Superphénix
Déconstruction de Superphénix : où en est-on ?
En juin 1997, le gouvernement Jospin décidait d’arrêter définitivement Superphénix, la centrale nucléaire surgénératrice de Creys-Malville (Isère). Un décret du 30 décembre 1998 confirmait cet arrêt.
Voilà maintenant plus de six ans que la déconstruction a été engagée. Avant d’arriver au terme de celle-ci il faut savoir qu’il reste au minimum 20 ans à parcourir…
Voyons ce qu’il en est de cette déconstruction, tant au plan de ce qui a été réalisé que de ce qu’il reste à réaliser.

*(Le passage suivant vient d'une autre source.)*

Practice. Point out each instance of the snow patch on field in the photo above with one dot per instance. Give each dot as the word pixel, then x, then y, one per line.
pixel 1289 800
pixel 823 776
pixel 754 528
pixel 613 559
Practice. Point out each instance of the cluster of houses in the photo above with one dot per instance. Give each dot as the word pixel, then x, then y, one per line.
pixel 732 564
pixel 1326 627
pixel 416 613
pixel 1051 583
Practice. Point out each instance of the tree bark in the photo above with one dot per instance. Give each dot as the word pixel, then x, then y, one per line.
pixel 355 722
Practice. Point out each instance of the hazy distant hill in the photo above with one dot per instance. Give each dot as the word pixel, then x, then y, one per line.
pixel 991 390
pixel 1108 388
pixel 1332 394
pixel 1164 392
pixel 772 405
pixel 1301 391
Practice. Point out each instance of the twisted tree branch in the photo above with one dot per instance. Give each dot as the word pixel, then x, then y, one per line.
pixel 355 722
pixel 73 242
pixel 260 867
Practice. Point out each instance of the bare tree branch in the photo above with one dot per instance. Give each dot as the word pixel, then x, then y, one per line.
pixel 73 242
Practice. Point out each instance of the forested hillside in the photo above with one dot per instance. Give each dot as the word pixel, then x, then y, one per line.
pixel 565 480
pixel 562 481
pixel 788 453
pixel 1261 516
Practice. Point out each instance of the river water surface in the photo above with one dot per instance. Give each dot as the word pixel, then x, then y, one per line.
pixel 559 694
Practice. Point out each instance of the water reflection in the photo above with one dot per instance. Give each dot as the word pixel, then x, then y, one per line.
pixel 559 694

Comme nous le verrons, de gros obstacles restent à surmonter. Cette déconstruction est une grande première en la matière : tout ou presque, est apprentissage et découverte sur le tas.
Et puis, derrière cette déconstruction que nous cache-t-on ? De quoi sera fait l’après Superphénix ? Une chose est sûre : pour EDF, pas question d’abandonner un si beau site….
Une déconstruction qui avance…
Depuis 1998 divers travaux ont été réalisés. Pour l’essentiel, il y a eu :
- Le déchargement des 650 assemblages présents dans le cœur du réacteur et leur entreposage dans la piscine de l’APEC (Atelier Pour l’Entreposage des Combustibles). À l’origine, dans la phase de fonctionnement de Superphénix, cette structure avait été conçue pour entreposer, à titre provisoire, des assemblages combustibles irradiés ou neufs en piscine ainsi que des objets métalliques usés et irradiés en conteneurs.
- La déconstruction des 6 pylônes de 35 m de hauteur et des 5 km de lignes 400 000 volts et des 48 cheminées. La dépose de 1200 m de tuyauteries des circuits eau-vapeur. Au total 950 tonnes d’acier.
- Déconstruction de la salle des machines et du bâtiment des auxiliaires mécaniques. Au total, 15 000 tonnes de matériel ont été ainsi évacuées. A la place est prévu l’installation de deux unités de traitement du sodium (TNA).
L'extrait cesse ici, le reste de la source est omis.